The Secret ScriptureCultureCinemaMovie reviews
The Secret Scripture is the gripping new drama steeped in wartime Irish history from director Jim Sheridan, based on the 2008 novel by Sebastian Barry shortlisted for the Man Booker Prize.
Roseanne McNulty is an elderly Irish woman who has spent her lifetime in a dismal psychiatric hospital, now on the verge of demolition to make way for a hotel and spa. When a sympathetic psychologist is invited to St. Malachy’s to reassess her case prior to her removal, a past laden with romance, mystery and tumult is unearthed as she relives her story through the reading of a diary she has kept in secret through the duration of her incarceration.
A stellar cast deliver the film’s dark and traumatic tale, re-envisioned in stark colour by Sheridan. The persistently brilliant Vanessa Redgrave is the 1990s McNulty, her mind and physicality visibly weakened by 50 years of abuse and festering injustice, a glimpse of which is provided by the hospital chief’s insensitive destruction of her belongings, including the bible whose margins she scrawled upon to commit her story to paper.
An enigmatic Rooney Mara plays the stunning, youthful Rose, whose dark-haired, green-eyed beauty she is told she herself doesn’t grasp the power of. As men fall under what is perceived to be “her spell”, infatuated with her to the point of violence, she becomes the ultimate victim of her own allure.
The unavoidably handsome Theo James plays one such man, with a nuanced performance that belies the inner battle the “priest who wants to be a man” must fight with his feelings – and lust – for Roseanne, which ultimately result in a destructive obsession. A stocky boy-next-door fighter pilot, Michael McNulty (Jack Raynor), emerges as the true object of Roseanne’s affections but is targeted by the local IRA gang for his pro-British sympathies.
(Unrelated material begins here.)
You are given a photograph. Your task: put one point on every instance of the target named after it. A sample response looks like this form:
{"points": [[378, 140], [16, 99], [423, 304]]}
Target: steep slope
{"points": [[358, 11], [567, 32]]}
As a web of male figures, facilitated by threatened and disapproving women in the provincial community, scramble to contain Rose’s exotic city-born independence, throwing her into the asylum to keep her safe from her own “nymphomania”, the film reveals the taboo nature of female sexuality within the oppressively patriarchal religious ideology of the time.
Eric Bana, while predominantly a listening ear to Redgrave’s electrotherapy-destroyed character, is brilliant as Dr William Grene, who while fixated on digging up the truth behind Roseanne’s repetitive protests of innocence of killing her newborn child, inadvertently finds his own past brought under the spotlight.
Cinematography from Mikhail Krichman results in a beautifully rendered 1940s Ireland aesthetic, contrasted with the wild, rustic backdrop of County Sligo’s Atlantic beaten coast and bleak interiors of a brutal institution, which set off the engrossing story of insidious forces within the church and unforgiving society McNulty’s life has been at the mercy of.
Sheridan’s film draws its viewers into a heartbreaking story of love, loss and unspeakable truths that become all the more painful to watch knowing that they are based on a reality long repressed in Irish history, much in the vein of Stephen Frears’s Philomena. While arguably overly sentimental, particularly towards its too-neatly drawn close, the movie’s gritty edges and lovingly crafted visuals redress the balance to leave an unforgettable watch.
The Secret Scripture is released nationwide on 19th May 2017.